I want to talk about under-thinking the risk analysis and over-spending on the solution.
I believe that there is a fundamental flaw in enterprise risk management systems – they don’t really tell the organization something it doesn’t already know and if we don’t bring some fresh input and new risk intelligence to the board room,we are not going to be very effective at mitigating new threats.
The problem with enterprise risk management systems starts with a focus on managing internal business processes, as if mitigating threats to intellectual property is like producing a purchase requisition.
Systems like Oracle ERM help “assess risk for a portfolio across multiple parameters” and provide a powerful way of collecting data from users by asking them how ‘risky’ is their part of a business process and then roll up the total risk in the business process. This approach of self-assessments may actually be a very bad idea for an effective risk mitigation program, since users can answer self-guided questionnaires any way they feel like. It’s called GIGO, garbage in garbage out – i.e. a system that rolls up a bunch of arbitrary answers will give an arbitrary result which might help the auditor rack up billable hours but may not help the management anticipate and mitigate threats in a cost-effective way.

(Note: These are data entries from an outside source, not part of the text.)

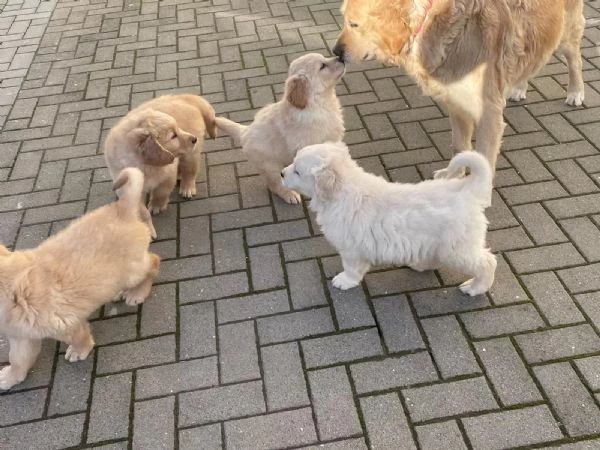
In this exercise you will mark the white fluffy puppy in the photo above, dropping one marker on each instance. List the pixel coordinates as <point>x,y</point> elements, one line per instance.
<point>309,113</point>
<point>372,221</point>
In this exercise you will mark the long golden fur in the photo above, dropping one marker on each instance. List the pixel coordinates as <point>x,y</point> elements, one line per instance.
<point>470,54</point>
<point>164,138</point>
<point>50,291</point>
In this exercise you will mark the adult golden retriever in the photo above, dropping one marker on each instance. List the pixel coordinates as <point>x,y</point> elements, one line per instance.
<point>470,54</point>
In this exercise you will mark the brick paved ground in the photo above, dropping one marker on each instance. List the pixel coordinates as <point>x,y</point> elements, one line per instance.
<point>243,343</point>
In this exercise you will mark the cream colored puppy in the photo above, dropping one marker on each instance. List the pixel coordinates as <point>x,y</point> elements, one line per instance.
<point>309,113</point>
<point>50,291</point>
<point>372,221</point>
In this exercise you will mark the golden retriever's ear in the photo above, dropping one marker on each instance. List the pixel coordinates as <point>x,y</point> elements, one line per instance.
<point>152,152</point>
<point>296,88</point>
<point>328,182</point>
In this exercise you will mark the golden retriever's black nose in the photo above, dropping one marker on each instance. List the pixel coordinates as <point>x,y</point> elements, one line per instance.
<point>339,50</point>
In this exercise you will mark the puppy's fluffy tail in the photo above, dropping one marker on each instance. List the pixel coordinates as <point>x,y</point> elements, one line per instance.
<point>230,127</point>
<point>131,184</point>
<point>479,181</point>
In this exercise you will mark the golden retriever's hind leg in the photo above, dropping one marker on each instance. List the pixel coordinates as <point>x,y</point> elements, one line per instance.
<point>159,197</point>
<point>22,355</point>
<point>570,47</point>
<point>80,342</point>
<point>276,185</point>
<point>139,293</point>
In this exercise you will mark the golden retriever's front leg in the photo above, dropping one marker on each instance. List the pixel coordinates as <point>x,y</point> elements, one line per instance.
<point>22,355</point>
<point>354,271</point>
<point>80,342</point>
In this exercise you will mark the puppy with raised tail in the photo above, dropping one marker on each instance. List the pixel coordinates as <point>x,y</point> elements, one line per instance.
<point>51,290</point>
<point>372,221</point>
<point>309,113</point>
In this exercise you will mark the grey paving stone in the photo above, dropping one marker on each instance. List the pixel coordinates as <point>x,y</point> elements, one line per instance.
<point>277,430</point>
<point>569,398</point>
<point>449,347</point>
<point>550,296</point>
<point>22,406</point>
<point>153,424</point>
<point>251,306</point>
<point>333,403</point>
<point>295,325</point>
<point>181,376</point>
<point>507,373</point>
<point>238,356</point>
<point>283,377</point>
<point>512,428</point>
<point>111,393</point>
<point>265,267</point>
<point>566,342</point>
<point>221,403</point>
<point>341,348</point>
<point>58,432</point>
<point>132,355</point>
<point>197,334</point>
<point>440,435</point>
<point>207,437</point>
<point>71,387</point>
<point>396,321</point>
<point>351,308</point>
<point>449,399</point>
<point>497,321</point>
<point>306,286</point>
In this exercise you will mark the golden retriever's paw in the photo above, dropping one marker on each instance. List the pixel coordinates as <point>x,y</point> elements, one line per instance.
<point>72,354</point>
<point>471,288</point>
<point>575,98</point>
<point>517,94</point>
<point>343,281</point>
<point>8,378</point>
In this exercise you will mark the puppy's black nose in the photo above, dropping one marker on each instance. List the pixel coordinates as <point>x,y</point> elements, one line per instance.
<point>339,51</point>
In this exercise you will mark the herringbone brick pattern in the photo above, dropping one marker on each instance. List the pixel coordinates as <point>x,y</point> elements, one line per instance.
<point>244,344</point>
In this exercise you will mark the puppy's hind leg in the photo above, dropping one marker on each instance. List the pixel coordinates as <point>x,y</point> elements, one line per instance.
<point>139,293</point>
<point>22,355</point>
<point>80,342</point>
<point>354,271</point>
<point>483,271</point>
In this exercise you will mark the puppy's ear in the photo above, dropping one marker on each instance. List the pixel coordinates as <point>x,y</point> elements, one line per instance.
<point>152,152</point>
<point>296,88</point>
<point>327,182</point>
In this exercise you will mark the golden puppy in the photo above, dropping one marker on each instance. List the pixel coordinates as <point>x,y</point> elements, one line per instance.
<point>470,54</point>
<point>50,291</point>
<point>163,138</point>
<point>309,113</point>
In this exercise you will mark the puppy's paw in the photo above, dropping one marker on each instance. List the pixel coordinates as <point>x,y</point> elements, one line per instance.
<point>575,98</point>
<point>8,378</point>
<point>343,281</point>
<point>471,288</point>
<point>291,197</point>
<point>517,94</point>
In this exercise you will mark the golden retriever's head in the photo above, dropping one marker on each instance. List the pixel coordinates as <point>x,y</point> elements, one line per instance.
<point>373,29</point>
<point>317,170</point>
<point>311,75</point>
<point>159,140</point>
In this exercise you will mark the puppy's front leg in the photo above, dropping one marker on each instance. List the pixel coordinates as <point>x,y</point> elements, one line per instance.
<point>22,355</point>
<point>354,271</point>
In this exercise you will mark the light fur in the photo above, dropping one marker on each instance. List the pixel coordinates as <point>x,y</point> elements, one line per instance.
<point>162,137</point>
<point>308,113</point>
<point>51,290</point>
<point>470,54</point>
<point>370,221</point>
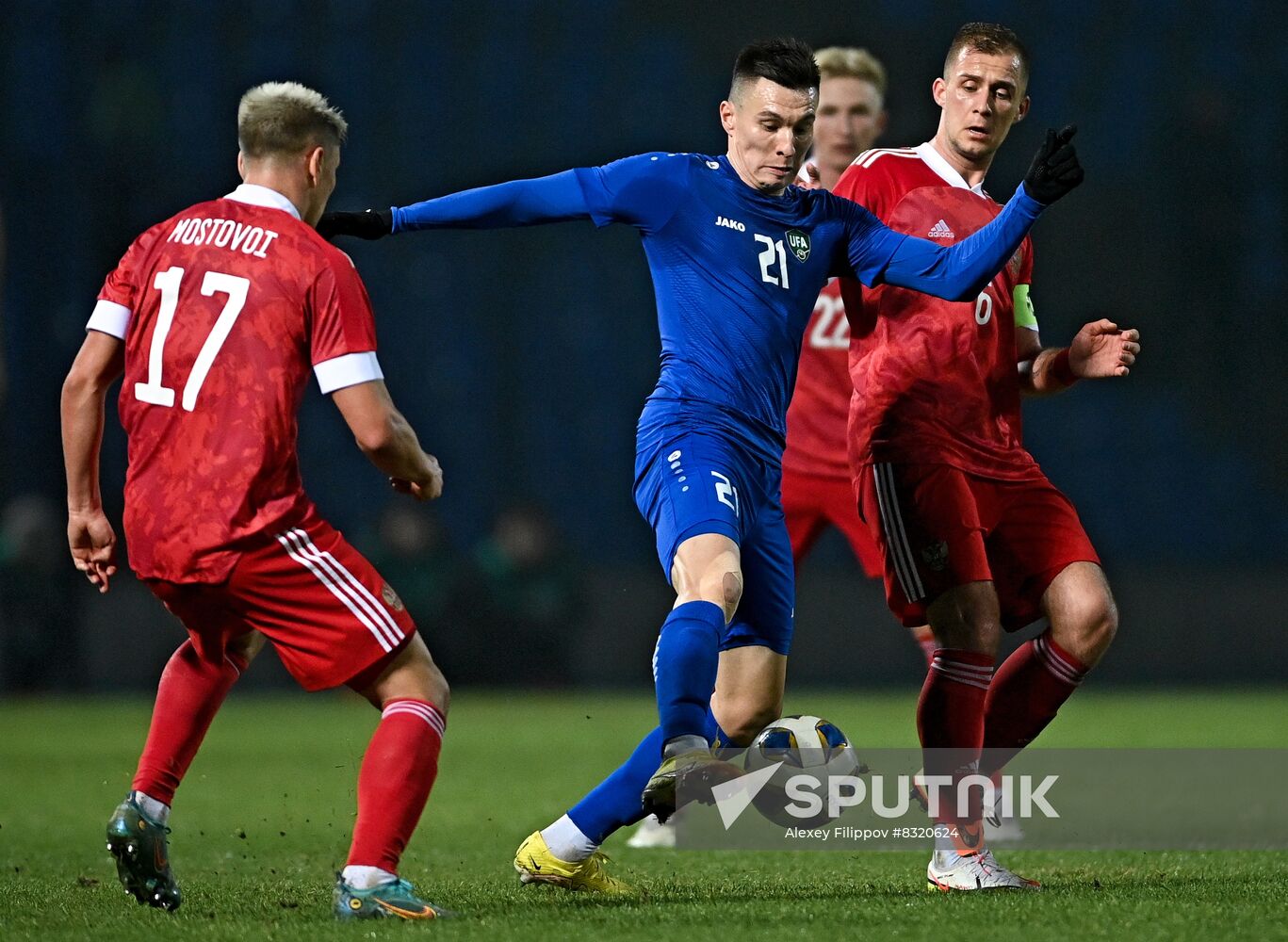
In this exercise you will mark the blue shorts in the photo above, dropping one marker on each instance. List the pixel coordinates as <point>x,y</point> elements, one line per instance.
<point>695,482</point>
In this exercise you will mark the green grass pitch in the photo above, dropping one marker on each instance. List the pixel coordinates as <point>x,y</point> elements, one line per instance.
<point>263,822</point>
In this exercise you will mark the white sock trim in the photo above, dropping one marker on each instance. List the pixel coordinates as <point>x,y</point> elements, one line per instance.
<point>567,842</point>
<point>157,811</point>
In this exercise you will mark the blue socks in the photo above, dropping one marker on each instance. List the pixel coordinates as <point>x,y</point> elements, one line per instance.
<point>684,671</point>
<point>616,802</point>
<point>684,668</point>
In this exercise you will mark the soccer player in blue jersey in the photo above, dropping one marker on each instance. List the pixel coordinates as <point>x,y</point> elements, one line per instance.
<point>738,257</point>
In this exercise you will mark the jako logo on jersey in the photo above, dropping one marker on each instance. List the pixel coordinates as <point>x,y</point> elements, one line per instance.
<point>799,242</point>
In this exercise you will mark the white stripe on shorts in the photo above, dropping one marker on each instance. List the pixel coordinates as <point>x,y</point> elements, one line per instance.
<point>360,593</point>
<point>329,579</point>
<point>897,538</point>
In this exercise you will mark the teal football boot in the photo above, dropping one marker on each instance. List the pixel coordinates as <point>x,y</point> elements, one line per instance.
<point>394,899</point>
<point>142,854</point>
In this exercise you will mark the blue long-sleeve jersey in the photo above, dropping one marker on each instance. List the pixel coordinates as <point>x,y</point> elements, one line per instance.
<point>736,273</point>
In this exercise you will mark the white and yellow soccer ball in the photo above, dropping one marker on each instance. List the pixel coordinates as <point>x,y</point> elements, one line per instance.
<point>804,748</point>
<point>803,744</point>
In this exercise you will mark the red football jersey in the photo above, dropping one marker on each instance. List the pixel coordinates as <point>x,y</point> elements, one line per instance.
<point>821,404</point>
<point>224,309</point>
<point>936,382</point>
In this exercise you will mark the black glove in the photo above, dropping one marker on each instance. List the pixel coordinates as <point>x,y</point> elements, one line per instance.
<point>368,224</point>
<point>1055,169</point>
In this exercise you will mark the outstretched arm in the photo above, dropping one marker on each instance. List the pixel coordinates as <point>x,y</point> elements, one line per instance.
<point>960,271</point>
<point>554,199</point>
<point>90,534</point>
<point>641,190</point>
<point>388,439</point>
<point>1099,350</point>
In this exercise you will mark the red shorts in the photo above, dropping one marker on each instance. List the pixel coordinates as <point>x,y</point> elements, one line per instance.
<point>940,528</point>
<point>323,607</point>
<point>814,502</point>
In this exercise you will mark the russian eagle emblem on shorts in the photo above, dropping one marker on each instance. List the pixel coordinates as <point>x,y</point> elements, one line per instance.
<point>936,556</point>
<point>797,241</point>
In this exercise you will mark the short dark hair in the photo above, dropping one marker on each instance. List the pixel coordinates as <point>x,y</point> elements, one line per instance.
<point>990,39</point>
<point>786,62</point>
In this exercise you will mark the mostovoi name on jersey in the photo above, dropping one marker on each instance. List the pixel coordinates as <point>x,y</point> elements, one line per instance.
<point>223,233</point>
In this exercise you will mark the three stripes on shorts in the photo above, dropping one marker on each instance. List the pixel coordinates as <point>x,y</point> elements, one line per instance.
<point>344,586</point>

Most of these systems seem to try to satisfy one kind of compliance regulation or another. Asking a bunch of people how risky their part of the business process whether they care about it or not is not a good way of ensuring quality data collection. This sort of risk assessment doesn’t help people do their job better and doesn’t help a business protect customer data more effectively.
Another vulnerability of enterprise risk management stems from a standardized check list approach which encourages under-thinking the analysis and over-spending on the solution. Check lists like PCI DSS 1.2 were outdated the moment they were publicized and comprehensive checklists like ISO27001 are lacking security metrics and prioritization of control implementation – although, I will grant that ISO is moving in that direction.
While checklist applications are important for the customer and the auditor in order to prove compliance – sticking blindly to a checklist doesn’t help an organization find cost-effective security controls, respond to new threats or sustain a consistent level of security.
There are a few things that I’d like to see in a next generation risk management system that might help organizations get out from under their rock and discover new threats and new ways of implementing countermeasures:
- Believe it or not – a totally different user interface – like maybe Facebook for risk assessment. If risk assessment was a must-have business resource like general ledger, then the user interface might not matter but I suspect that a social-networking application of risk data collection and collaboration between analysts, attackers, vendors and managers might go a long way. SMS and email, for example, were hard to use when they were first introduced, but the network connectivity value that users got out of it was so high that people used it anyway and then the applications took off like sky rockets.
- Global catalog of risk model classes & entities – like a Wikipedia of risk
- Multiple language support (let’s face it, most of the world doesn’t speak English)
- Open source plugin risk models and model inheritance – that would enable a threat analyst in India to build a risk model base class and have an analyst in San Francisco be able to inherit the model and add new functionality
- Risk model authoring and entitlement – this would help risk analysts monetize their efforts.